Ce n’est donc pas donné à tous les grands acteurs d’incarner un personnage aussi grand et aussi important.  Peut-être l'un des plus grands en fait.  Lors de la sortie de leurs films respectifs , on a souvent demandé à Ben Kingsley où il avait trouvé la sagesse pour incarner Ghandi, à Liam Neeson s’il avait la même bonté que l’Allemand Oskar Schindler et à Michel Côté s’il avait la même étoffe de héros que le commandant Piché.  Soit.  Un grand homme est une chose.  Mais que faut-il pour incarner le Messie?  Jésus-Christ en personne!  Beaucoup plus qu’une session à l’Actor’s Studio et un bon agent!
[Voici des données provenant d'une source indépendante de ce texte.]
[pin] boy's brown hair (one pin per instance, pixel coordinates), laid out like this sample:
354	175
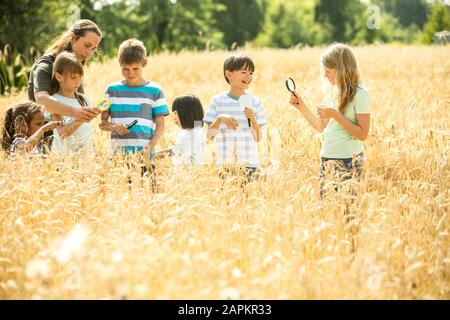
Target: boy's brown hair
132	51
237	62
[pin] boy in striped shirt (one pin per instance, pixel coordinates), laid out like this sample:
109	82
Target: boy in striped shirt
237	130
134	98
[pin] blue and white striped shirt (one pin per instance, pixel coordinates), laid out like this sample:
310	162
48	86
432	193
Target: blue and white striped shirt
142	103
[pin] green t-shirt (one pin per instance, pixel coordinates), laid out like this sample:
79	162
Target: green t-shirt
337	142
41	77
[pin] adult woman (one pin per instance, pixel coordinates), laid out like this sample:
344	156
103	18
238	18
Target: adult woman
82	39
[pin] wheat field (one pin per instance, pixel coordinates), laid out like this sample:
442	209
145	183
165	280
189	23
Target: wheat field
74	228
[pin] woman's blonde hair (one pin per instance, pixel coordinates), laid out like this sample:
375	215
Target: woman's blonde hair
341	58
79	29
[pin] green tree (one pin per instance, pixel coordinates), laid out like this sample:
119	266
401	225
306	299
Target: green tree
340	17
438	20
191	25
290	23
240	21
26	23
407	12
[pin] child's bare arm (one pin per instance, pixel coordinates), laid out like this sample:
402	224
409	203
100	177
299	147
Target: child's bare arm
316	122
28	144
164	152
159	130
106	125
67	129
256	129
229	121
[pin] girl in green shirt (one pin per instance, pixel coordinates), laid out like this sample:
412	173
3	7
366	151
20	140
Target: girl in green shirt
345	120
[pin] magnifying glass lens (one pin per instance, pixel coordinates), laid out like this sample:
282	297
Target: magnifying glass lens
103	105
290	84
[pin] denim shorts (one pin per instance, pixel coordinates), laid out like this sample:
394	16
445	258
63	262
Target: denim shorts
344	169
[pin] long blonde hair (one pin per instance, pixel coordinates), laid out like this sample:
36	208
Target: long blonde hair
79	29
67	62
341	58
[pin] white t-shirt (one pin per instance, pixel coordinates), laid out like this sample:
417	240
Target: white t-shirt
235	146
189	147
80	140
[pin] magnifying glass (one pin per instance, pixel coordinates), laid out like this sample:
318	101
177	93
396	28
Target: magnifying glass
290	84
103	105
131	124
246	101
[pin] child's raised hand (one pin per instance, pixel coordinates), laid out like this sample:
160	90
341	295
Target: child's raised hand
121	130
249	113
49	126
296	100
229	121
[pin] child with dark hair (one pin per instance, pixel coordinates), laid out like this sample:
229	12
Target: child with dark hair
134	98
236	129
24	127
189	147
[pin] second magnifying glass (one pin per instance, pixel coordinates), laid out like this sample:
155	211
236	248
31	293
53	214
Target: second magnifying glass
290	84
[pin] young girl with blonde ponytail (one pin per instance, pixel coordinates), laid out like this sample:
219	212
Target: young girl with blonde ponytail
344	120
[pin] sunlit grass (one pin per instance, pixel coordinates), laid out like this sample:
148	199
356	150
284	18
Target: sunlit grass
75	228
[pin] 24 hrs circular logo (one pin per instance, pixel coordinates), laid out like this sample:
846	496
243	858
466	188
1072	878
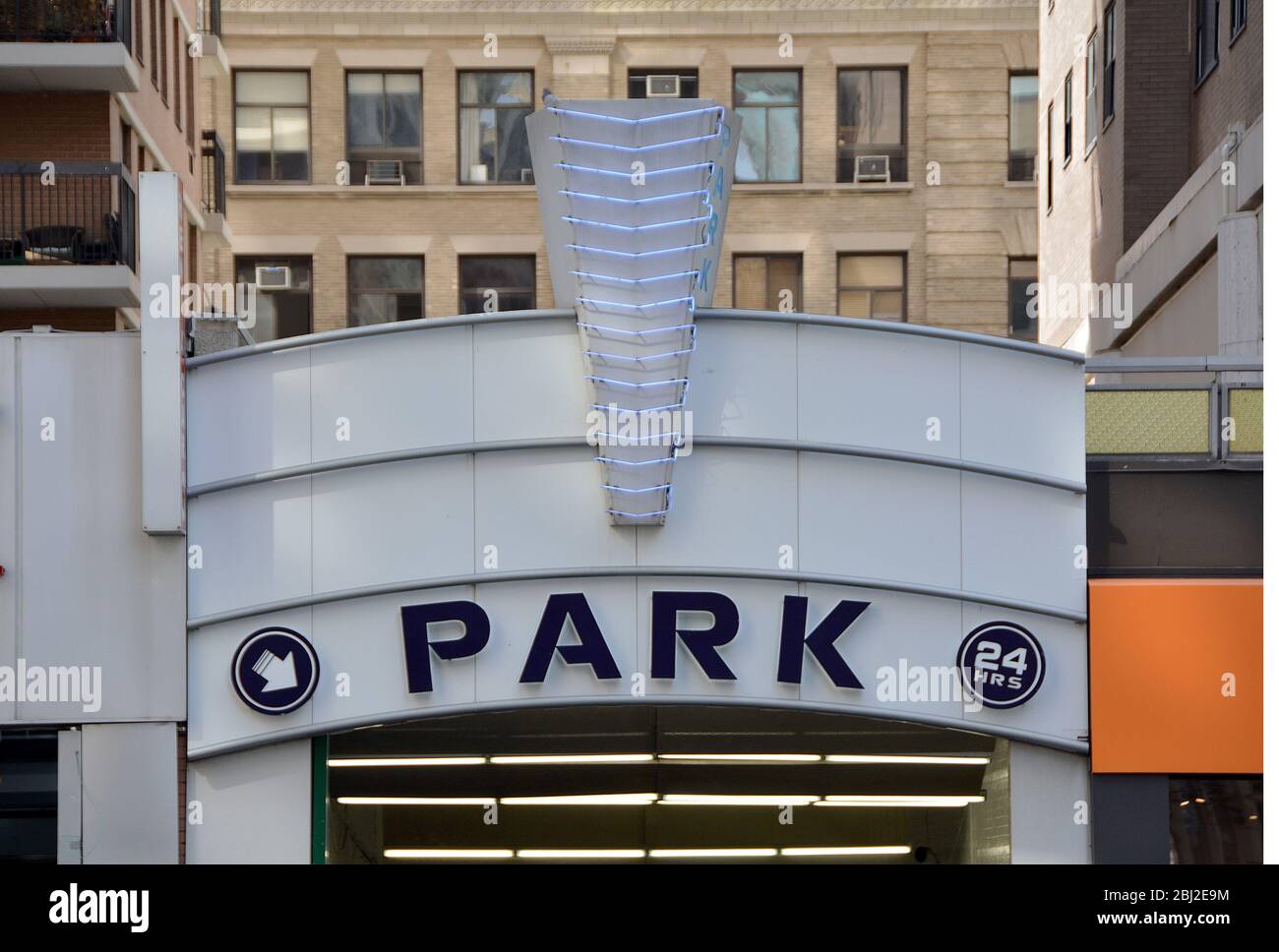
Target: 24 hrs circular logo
1002	665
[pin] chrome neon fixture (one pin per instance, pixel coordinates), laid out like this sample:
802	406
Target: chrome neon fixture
635	250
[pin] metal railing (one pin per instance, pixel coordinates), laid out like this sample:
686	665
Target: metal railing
67	21
67	213
213	158
210	17
1214	419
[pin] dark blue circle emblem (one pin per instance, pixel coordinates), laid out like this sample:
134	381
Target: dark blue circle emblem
1002	665
275	671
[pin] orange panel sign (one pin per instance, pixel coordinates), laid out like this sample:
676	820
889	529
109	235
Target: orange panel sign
1176	675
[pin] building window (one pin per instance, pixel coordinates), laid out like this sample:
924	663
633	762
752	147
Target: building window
380	290
1022	120
384	124
164	51
493	142
871	106
1048	154
1066	119
1108	69
178	50
139	33
1091	93
152	24
497	282
767	281
1239	17
282	300
191	101
29	795
665	84
1215	819
273	127
1205	37
873	285
768	102
1022	311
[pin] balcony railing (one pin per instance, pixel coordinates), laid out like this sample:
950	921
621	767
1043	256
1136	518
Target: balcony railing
67	213
67	22
1216	419
212	17
213	157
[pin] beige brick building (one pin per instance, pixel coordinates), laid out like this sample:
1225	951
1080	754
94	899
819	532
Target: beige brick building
1160	196
937	240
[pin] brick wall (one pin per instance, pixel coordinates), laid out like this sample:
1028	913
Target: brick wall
1232	92
55	125
1156	110
958	234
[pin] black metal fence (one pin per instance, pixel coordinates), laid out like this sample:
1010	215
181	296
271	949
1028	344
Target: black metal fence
67	21
213	157
67	213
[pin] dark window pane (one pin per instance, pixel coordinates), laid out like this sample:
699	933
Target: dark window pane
1215	819
498	282
491	135
873	285
279	312
870	110
767	281
1021	323
1022	127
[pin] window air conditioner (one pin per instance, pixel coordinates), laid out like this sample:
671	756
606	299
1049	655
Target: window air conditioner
384	171
871	169
273	277
661	88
« En fait, lorsque moi j’ai eu à jouer Jésus, je me suis calmé en me disant que j’allais trouvé Mon propre Jésus », explique Willem Dafoe dans le documentaire cité plus haut au sujet de son rôle dans The Last Temptation of Christ (1988) de Martin Scorsese.  Résultat?  Un Jésus torturé au côté obscur et aux visions foncièrement humaines (avant de mourir, il imagine ce qu’aurait été sa vie si, au lieu de la donner au Seigneur, il avait succombé à la tentation et marié Marie Madeleine).  Une interprétation à des lunes de celle de Robert Powell, plus proche de celle que livrerait Jim Caviezel dans la sanguinolente Passion de Mel Gibson en 2004 (un Jésus martyr et soufrant fait de chair et de sang et non de lumière céleste et de petits anges).

En fin de semaine, après avoir revu le dernier épisode du Jésus de Zefferelli, je suis même tombé sur The Greatest Story ever told (1965) de George Stevens, avec son Roi des Juifs incarné par Max Von Sydow.  Max Von Sydow, acteur fétiche et alter égo du maître suédois Ingmar Bergman, prêchant à ses disciples avec son accent scandinave et sa barbe parfaitement taillée.  Max Von Sydow portant sa croix (aidé par un jeune Sidney Poitier) tout en conservant une coiffure et une permanente sans faille.  Un Jésus propret, hollywoodien à l’os et à la limite du péplum.

Jésus est un Québécois
J’en suis venu à me demander qui aurait la prestance et le magnétisme pour incarner Jésus si on tournait notre version québécoise de l’Histoire Sainte.  Qui aurait ce qu’il faut pour guérir miraculeusement les malades, prêcher sur la montagne et donner sa vie pour nous?  Lothaire Bluteau a bien livré une version urbaine du Messie dans le Jésus de Montréal d’Arcand…  Roy Dupuis?  Ovila devenu Sauveur?  Claude Legault?  Le bourreau et tortionnaire des 7 Jours du Talion subissant à son tour la torture des Romains?  Patrick Huard?  Le bad cop repenti pour devenir bon petit Jésus?

En vérité, la question demeure.

Les voies du Seigneur sont impénétrables.